Siuan franziu o cenho, mas não do jeito feroz que Nynaeve lembrava. Tinha um quê de submissão, como se a mulher soubesse que estava falando com suas superiores, e sua voz também tinha. Era mais uma mudança em que Nynaeve mal podia acreditar.

— Verin nunca me disse nada a respeito. Eu gostaria muito de perguntar algumas coisinhas a ela.

— E eu tenho perguntas sobre isto.

O rosto de oliva de Myrelle se nublou quando ela desdobrou um papel familiar — por que haviam guardado aquilo? — e o leu em voz alta: “O que o portador fizer é feito sob meu comando e autoridade. Obedeça e mantenha o silêncio, por ordem minha. Siuan Sanche, Vigia dos Selos, Chama de Tar Valon, o Trono de Amyrlin”. Ela amassou o papel e seu selo.

— Longe de ser algo para se dar a uma Aceita.

— Na época, eu não sabia em quem podia confiar — respondeu Siuan, em um tom suave. As seis Aes Sedai a encararam. — Eu tinha autoridade para tal. — As seis Aes Sedai sequer piscaram. A voz de Siuan adquiriu um quê de súplica exasperada. — Vocês não podem me condenar por ter feito o necessário quando eu tinha total direito de agir desse modo. Quando o barco está afundando, você tapa o buraco com o que consegue encontrar.

— E por que não nos contou? — questionou Sheriam, tranquila, mas com uma pitada de dureza. Como Mestra das Noviças, ela nunca levantava a voz, embora, por vezes, isso fosse preferível. — Três Aceitas… Aceitas!… mandadas para longe da Torre atrás de treze irmãs plenas da Ajah Negra. Você usa bebês para tapar os buracos do seu barco, Siuan?

— Não somos bebês — contestou Nynaeve, irritada. — Várias daquelas treze estão mortas, e nós frustramos os planos delas duas vezes. Em Tear, nós…

Carlinya cortou-a feito uma lâmina de gelo:

— Você já nos contou sobre Tear, criança. E sobre Tanchico.

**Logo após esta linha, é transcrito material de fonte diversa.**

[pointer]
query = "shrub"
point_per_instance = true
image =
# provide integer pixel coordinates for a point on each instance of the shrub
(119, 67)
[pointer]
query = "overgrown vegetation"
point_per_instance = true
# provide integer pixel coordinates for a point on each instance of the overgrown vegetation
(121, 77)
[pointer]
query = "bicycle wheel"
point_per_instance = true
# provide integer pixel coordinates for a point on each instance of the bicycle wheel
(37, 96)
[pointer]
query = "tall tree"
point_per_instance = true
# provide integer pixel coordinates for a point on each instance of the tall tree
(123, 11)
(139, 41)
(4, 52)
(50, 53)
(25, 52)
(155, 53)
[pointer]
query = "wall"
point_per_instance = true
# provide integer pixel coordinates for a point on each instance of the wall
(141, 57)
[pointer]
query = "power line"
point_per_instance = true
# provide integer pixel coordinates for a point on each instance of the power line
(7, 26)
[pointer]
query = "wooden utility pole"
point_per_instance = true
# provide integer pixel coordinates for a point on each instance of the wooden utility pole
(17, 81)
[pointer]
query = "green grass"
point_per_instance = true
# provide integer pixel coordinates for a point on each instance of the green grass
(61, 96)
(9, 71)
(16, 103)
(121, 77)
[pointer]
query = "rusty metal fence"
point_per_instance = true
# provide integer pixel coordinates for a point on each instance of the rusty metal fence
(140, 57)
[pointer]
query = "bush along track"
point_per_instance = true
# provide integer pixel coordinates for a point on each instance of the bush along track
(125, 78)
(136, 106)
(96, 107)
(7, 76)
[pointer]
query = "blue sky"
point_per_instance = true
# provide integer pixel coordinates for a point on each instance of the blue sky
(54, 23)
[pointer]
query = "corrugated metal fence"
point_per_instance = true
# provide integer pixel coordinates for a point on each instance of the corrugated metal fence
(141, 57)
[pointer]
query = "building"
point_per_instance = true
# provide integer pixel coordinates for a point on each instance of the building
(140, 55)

E sobre derrotar Moghedien. — Sua boca se contorceu com ironia. A mulher já tinha dito que Nynaeve fora uma tola por ter ficado a menos de uma milha de um dos Abandonados, e que tivera sorte de escapar com vida. Que Carlinya não soubesse quão certa estava, já que as duas com certeza não haviam lhe contado tudo, só fez o estômago de Nynaeve se retesar ainda mais. — Vocês são duas crianças, e sortudas, se decidirmos não lhes dar uma surra. Agora tratem de ficar caladas até que sejam chamadas a falar. — Nynaeve enrubesceu intensamente, torcendo para que as mulheres interpretassem aquilo como vergonha, e ficou calada.

Sheriam não tirara os olhos de Siuan.

— Então? Por que nunca mencionou ter enviado três crianças para caçar leoas?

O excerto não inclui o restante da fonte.